Augusto Alberto
Foi bonita a festa de inauguração de mais uma superfície do Ikea. O Presidente do Concelho de Loures exultou, porque o Concelho e o Ikea deram emprego a mais de quatro centenas de pessoas, creio, escolhidas de entre muitos milhares de candidatos. Ouvi dizer, na TV, que cerca de 70% das pessoas empregadas tem formação superior. O vencimento rondará os 600 Euros base/ mês. Ora cá está uma bela notícia, porque nestes tempos de atávica crise, sempre amortece.
Em 1971, comecei a longa caminhada pela estrada da vida, em plenos anos de chumbo do marcelismo. Fui um entre alguns de um pequeno grupo, que um dia à porta do refeitório do quartel onde estava a fazer a especialidade militar, decidiu mobilizar a companhia num protesto contra a guerra, usando como sábio argumento, pensámos, um levantamento de rancho. Será escusado dizer que os anos a seguir da minha vida militar, foram de chumbo. Nunca recuei, nem quando sentado perante um capitão com fama de mau, separado de mim pela mesa simples e quadrada, me perguntou se mantinha tudo o que antes tinha dito. Sem pestanejar, aos 21anos, reafirmei-lhe tudo que tinha dito e tinha feito. Ainda hoje recordo a forma como num jacto se levantou e de dedo espetado, me gritou, você está fodido porque está a tentar atirar um governo abaixo. Com certeza, mas sem arrependimento.
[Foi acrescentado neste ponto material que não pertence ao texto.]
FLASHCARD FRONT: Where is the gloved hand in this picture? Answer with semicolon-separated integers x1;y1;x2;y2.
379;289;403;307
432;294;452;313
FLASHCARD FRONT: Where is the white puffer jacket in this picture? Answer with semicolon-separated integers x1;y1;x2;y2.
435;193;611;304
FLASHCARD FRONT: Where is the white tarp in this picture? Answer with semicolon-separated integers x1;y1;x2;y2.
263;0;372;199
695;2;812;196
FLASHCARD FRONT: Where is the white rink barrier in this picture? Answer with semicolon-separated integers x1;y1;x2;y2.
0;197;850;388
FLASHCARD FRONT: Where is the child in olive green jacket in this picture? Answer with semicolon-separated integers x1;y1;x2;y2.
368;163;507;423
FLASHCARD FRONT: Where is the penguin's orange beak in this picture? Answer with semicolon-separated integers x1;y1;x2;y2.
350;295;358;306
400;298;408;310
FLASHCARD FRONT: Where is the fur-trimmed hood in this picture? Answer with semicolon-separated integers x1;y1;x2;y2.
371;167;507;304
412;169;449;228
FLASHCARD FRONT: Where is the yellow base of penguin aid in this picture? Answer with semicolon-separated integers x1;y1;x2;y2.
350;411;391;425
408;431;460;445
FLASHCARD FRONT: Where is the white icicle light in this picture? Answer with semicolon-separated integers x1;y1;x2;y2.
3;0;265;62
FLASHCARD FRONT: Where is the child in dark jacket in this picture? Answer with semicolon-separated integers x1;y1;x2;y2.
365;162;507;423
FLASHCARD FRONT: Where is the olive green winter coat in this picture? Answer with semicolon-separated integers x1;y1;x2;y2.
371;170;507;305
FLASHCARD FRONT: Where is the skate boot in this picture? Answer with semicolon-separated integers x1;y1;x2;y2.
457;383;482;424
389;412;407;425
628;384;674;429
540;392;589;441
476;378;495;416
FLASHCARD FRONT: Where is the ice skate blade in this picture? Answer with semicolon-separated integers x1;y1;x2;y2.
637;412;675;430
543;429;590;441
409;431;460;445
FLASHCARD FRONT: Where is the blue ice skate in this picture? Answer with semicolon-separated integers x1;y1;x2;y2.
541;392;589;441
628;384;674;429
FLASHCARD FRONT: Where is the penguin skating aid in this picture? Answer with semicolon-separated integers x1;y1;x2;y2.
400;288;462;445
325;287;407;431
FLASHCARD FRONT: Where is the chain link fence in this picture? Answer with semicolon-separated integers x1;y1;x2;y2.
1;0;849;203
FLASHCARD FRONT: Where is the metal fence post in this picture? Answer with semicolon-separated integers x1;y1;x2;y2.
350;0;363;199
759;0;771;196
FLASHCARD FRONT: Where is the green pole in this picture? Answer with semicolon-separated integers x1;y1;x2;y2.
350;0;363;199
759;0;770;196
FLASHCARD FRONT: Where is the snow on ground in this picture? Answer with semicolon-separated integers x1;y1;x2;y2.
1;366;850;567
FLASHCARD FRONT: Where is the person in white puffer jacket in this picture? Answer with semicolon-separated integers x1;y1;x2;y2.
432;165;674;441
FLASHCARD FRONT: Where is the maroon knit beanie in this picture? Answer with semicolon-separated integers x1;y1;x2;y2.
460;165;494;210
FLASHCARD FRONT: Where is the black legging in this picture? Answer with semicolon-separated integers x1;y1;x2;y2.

Sem arrependimento caminhei para a prisão e dai deportado para Moçambique, e sem arrependimento esperei que me topassem logo que chegasse são e salvo à “metrópole”. Mas felizmente, muitos da minha geração e das anteriores, fomos salvos de mais incómodos, pela madrugada que nunca se esquecerá.
É este cidadão, para lá dos 60, com uma longa folha de cidadania, que não se entrega e continua com o bom hábito de questionar, que reconhece que muitos dos da sua geração cederam e consentiram que ao longo dos anos se construísse uma geração, a de hoje, da emigração, como a dos avós e pais, do trabalho meio escravo, mal pago, sazonal e precário, do recibo verde, dos jovens que querem ser independentes mas não podem e logo voltam ao colo dos pais. Dos que com formação superior, abrem e fecham caixas ou enchem prateleiras, apesar dos muitos custos e canseiras às famílias, porque as rendas são altas, os custos da alimentação e das sebentas são enormes e porque o estado, sem dinheiro, diz, obrigou ao tecto máximo no pagamento das propinas. Este estado que é atávico, porque não gasta onde deve gastar, mas gasta onde não deve, como, por exemplo, na construção de uma quantidade de estádios de futebol, que hoje são um estorvo para os municípios, alguns já expostos à possibilidade da solução mais drástica, a implosão, trata assim os seus filhos. E é exactamente por tudo isto e por muito mais que um pequeno texto não pode comportar, digo, que esta minha muito amada pátria nem sequer merece que se abane, nem que seja uma pequena bandeirinha a favor da sua estimada e elegante selecção nacional de futebol profissional, porque para muitos, e para muitos dos melhores de nós, não é mãe, mas continua uma espécie de puta, que se abre a uns e fecha a muitos. Isto penso eu, que num dado momento, julguei que a pátria do fado, futebol e Fátima fosse só uma recordação. Outros pensarão de modo diferente. Justíssimo! De todo o modo, não foi necessariamente para isto que muitos de nós se cansaram, porque não esqueço, que voltamos a permitir que os nossos filhos e os nossos netos, por omissão, voltassem às velhas agruras.
Não há modo de me entregar, chamem-me os nomes que entenderem, porque, está confirmado, a choldra anda ai em hotéis de luxo e a 800 euros por dia, contra os 600 euros por mês dos que abriram o Ikea de Loures. Quem sabe, se destes, alguns tem os rebentos na Universidade.